Ausstellung Diktatur und Demokratie im Zeitalter der Extreme Copyright: ohne

Blick auf die europäische Ebene

Auf jeden Fall leitet das Gedenken den vielleicht nationalen Blick auf die europäische Ebene. Die Schau solle die Menschen bewegen, sich mit der Geschichte von Diktatur und Demokratie in Europa auseinanderzusetzen, so Kaminsky. Dabei scheiterte der Versuch, aus dem seit dem Jahr 2010 geplanten deutschen Ausstellungsprojekt ein europäisches zu machen. Brüsseler Stellen, so Kaminsky, hätten bedauernd mitgeteilt, dass 2014 als Themenjahr schon dem Bereich "science and nature" gewidmet sei. Das sagt mehr über Europa als über das Projekt, das das Institut für Zeitgeschichte und die Bundesstiftung Aufarbeitung mit dem Deutschlandradio Kultur gemeinsam herausgeben.

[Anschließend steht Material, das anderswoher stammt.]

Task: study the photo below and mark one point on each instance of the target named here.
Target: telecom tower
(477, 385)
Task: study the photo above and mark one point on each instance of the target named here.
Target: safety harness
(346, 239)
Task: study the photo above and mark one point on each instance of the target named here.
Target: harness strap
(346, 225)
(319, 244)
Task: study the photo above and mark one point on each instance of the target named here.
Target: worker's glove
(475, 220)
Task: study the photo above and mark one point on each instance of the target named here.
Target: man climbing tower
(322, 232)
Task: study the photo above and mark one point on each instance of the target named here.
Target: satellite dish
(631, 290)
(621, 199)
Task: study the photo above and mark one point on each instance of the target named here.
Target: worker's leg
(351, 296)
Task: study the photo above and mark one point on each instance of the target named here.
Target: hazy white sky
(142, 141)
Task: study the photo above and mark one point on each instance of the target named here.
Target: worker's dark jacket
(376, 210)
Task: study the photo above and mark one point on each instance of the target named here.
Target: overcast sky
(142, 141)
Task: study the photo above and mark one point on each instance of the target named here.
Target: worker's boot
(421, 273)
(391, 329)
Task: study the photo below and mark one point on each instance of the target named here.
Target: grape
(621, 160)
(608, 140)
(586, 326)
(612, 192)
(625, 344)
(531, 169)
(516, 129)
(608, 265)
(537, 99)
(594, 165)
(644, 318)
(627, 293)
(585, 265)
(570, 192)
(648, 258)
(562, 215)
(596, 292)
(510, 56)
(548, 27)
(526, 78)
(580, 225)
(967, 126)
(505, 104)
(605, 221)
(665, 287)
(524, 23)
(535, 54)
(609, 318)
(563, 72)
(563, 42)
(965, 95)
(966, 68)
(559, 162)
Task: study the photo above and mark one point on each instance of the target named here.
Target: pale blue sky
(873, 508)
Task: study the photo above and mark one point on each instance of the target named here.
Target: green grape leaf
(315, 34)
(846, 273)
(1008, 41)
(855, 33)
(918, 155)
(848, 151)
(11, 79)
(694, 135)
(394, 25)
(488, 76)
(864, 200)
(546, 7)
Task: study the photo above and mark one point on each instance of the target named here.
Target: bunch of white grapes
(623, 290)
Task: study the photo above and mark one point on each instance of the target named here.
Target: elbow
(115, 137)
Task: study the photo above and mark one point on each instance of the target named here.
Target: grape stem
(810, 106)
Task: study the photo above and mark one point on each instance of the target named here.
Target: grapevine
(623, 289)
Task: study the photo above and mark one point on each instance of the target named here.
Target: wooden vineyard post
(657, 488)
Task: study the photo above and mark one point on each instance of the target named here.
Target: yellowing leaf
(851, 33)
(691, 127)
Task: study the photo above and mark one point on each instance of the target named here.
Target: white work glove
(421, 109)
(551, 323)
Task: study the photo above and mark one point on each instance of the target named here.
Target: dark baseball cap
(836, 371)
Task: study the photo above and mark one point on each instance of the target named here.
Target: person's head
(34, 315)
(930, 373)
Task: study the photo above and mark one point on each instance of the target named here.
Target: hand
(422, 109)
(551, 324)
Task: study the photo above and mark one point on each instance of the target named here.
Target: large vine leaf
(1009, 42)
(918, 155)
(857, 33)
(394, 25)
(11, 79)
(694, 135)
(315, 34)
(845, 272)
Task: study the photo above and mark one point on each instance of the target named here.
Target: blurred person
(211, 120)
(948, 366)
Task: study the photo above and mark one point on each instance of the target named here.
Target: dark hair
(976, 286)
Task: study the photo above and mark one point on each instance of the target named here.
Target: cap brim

Das wirklich Besondere an der Schau: Sie erscheint in einer Auflage von mindestens 3000 Exemplaren und soll damit während des laufenden Gedenkjahres in mehr als 1000 Städten und Gemeinden in Deutschland zu sehen sein. Bemerkenswerter ist vielleicht noch die Aufbereitung für das Ausland. Nach Angaben der Bundesstiftung Aufarbeitung liegen die Informationstafeln bereits in zehn Sprachen vor, darunter Englisch, Spanisch und Russisch. Über die deutschen Botschaften in aller Welt will das Auswärtige Amt in Berlin für die Verbreitung der Schau in aller Welt sorgen.